Confidential, Herndon, VA
Junior Information Assurance Analyst
- Implemented, upgraded or monitored security measures for the protection of computer networks and information.
- Ensured appropriate security controls are in place that will safeguard digital files and vital electronic infrastructure.
- Developed and implemented incidence response training for the organization.
- Composed proposal for new tool implementation with details on cost, manpower, and functionality of pros and cons.
- Conferred with users to discuss issues such as computer data access needs security violations and programming changes.
- Responsible for maintaining, updating, creating the System Security Plan, Risk Assessment Report, Security Assessment Plan and Report, Contingency Plan, Incident Response Plan, Standard Operating Procedures, Plan of Actions and Milestones, Remediation Plans, Configuration Management Plan, etc.
- Developed and maintain documents audit reviews with the support of Senior Information Security Analyst to ensure NIST compliance.
- Vulnerability Assessment analysis and tracking.
- Developed and conduct contingency planning training for all levels of management and employees.
- Implemented NIST Rev. 4 controls.
Confidential, Lorton, VA
Comprehensive Security Assessment Coordinator
- Determined the schedule for Comprehensive Security Assessments for sites that needed new Authority to Connect according to High Performance Computer Modernization Program policy.
- Coordinated with the enclaves to schedule their Security Assessment.
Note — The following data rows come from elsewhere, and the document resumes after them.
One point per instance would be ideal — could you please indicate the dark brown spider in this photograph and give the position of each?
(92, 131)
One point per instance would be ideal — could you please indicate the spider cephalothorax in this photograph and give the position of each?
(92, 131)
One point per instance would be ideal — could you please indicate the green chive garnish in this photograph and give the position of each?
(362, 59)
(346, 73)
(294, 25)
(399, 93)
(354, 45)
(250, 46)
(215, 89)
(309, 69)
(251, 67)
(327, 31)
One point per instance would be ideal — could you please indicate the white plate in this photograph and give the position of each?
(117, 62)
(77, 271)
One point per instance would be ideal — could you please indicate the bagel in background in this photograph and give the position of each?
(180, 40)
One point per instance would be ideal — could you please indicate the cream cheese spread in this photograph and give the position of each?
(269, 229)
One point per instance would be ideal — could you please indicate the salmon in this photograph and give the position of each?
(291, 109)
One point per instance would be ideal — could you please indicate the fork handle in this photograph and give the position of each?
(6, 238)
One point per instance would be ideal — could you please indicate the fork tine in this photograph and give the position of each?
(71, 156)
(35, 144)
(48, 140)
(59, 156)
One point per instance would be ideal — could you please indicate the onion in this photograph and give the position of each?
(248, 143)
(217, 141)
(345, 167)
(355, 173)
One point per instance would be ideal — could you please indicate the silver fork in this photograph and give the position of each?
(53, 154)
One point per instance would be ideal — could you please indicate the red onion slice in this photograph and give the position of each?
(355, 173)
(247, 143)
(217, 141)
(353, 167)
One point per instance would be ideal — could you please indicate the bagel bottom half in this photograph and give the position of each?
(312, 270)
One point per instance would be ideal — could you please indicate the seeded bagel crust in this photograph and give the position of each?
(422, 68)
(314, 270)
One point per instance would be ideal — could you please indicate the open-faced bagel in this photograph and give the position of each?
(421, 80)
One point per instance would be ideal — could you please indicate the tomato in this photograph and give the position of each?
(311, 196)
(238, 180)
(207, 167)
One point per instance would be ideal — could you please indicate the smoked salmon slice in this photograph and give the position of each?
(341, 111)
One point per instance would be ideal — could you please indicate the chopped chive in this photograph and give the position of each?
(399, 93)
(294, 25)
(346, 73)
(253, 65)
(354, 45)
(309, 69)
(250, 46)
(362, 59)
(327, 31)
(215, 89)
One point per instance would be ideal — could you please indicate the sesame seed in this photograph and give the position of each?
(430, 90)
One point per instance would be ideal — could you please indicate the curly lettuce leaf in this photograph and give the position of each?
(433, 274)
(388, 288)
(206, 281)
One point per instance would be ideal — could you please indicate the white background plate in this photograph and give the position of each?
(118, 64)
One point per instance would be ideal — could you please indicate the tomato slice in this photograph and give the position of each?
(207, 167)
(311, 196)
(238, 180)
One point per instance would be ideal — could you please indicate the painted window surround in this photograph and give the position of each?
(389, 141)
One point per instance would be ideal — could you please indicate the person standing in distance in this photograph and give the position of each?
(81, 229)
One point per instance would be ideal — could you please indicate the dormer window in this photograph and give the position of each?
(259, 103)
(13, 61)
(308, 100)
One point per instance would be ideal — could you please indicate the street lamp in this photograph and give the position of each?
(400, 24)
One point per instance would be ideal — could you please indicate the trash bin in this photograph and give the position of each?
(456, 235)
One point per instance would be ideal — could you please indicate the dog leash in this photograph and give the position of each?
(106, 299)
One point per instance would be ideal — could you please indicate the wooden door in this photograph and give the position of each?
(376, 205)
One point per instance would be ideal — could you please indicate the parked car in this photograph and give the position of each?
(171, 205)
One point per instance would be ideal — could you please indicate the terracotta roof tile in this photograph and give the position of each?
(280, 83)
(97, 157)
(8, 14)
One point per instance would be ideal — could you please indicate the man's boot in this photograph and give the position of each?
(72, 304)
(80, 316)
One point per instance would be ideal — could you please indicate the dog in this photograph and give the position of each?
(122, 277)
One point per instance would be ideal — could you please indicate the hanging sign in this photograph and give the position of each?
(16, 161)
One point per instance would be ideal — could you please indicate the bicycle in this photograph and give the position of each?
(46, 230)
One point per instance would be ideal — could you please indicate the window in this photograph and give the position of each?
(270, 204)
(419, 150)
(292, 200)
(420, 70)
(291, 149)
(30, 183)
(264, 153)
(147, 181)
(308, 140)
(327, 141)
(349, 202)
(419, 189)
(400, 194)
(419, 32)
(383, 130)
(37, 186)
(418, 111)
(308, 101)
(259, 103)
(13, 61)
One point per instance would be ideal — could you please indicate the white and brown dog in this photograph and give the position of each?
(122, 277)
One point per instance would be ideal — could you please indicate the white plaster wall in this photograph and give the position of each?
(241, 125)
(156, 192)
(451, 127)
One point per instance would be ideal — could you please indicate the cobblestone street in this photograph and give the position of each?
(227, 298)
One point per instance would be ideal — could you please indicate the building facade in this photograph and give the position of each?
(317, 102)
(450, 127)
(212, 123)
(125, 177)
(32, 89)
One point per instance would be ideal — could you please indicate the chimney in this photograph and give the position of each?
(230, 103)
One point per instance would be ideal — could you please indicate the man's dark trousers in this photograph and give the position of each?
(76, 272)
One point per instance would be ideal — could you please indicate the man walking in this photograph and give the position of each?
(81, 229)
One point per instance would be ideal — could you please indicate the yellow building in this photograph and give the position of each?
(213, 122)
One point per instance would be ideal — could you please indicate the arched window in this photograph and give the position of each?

Provided all necessary Pre Comprehensive Security Assessment documents to the Information Assurance Analyst.
- Coordinated with HPMCP Defense Research and Engineering Network & Secret Defense Research and Engineering Network Support/Security Coordinators for scheduling and after action reports.
- Maintained constant communication with customer and Comprehensive Security Assessment team for scheduling, mitigations, and deliverables.
- Tracked all Comprehensive Security Assessment Deliverables: including Interim Authority to Connects, Report(s), and Post Comprehensive Security Assessment mitigations.
- Assisted the Information Analyst and Technical Analyst as the need arises.
- Knowledgeable of appropriate HPCMP & DoD guidelines and policies.
- Reviewed all reports for non-technical errors and disseminated accordingly to HPCMP personnel and government sites.
- Provided Monthly Reporting for HPCMP Metrics.
- Completed and disseminated Bi-Weekly Report and Weekly Activity Reports.
- Provided Cost Estimates for security assessments.
- Served as Security System Testing (SST) Coordinator and provided coordination efforts similar to those of Comprehensive Security Assessments.
Cyber Security Mitigation Action Team Intern
- Monitor, detect and take immediate action on events and incidents as they occur on the network
- Analyze traffic on networks to protect websites from malware, Denial of service attack, and viruses
- Assess and mitigate risk while enhancing system security
- Conduct intelligence research and analysis across open-source and private information platforms, focusing on indicators and warnings of threats, infrastructure protections, and cyber security
- Utilized Security Information and MacAfee Event Management (SIEM), Intrusion Detection & Prevention (IDS / IPS), malware analysis tools, Nitro, Intrushield, and Host Based Systems Security
- Performed network scans in search of vulnerability across DISANet
- Identify problems and take appropriate actions based on Watch Team operating procedures.
- Collect and analyze events and incidents from multiple sources and correlating information between IT management tools
- Document all actions taken to resolve incidents on the enterprise network.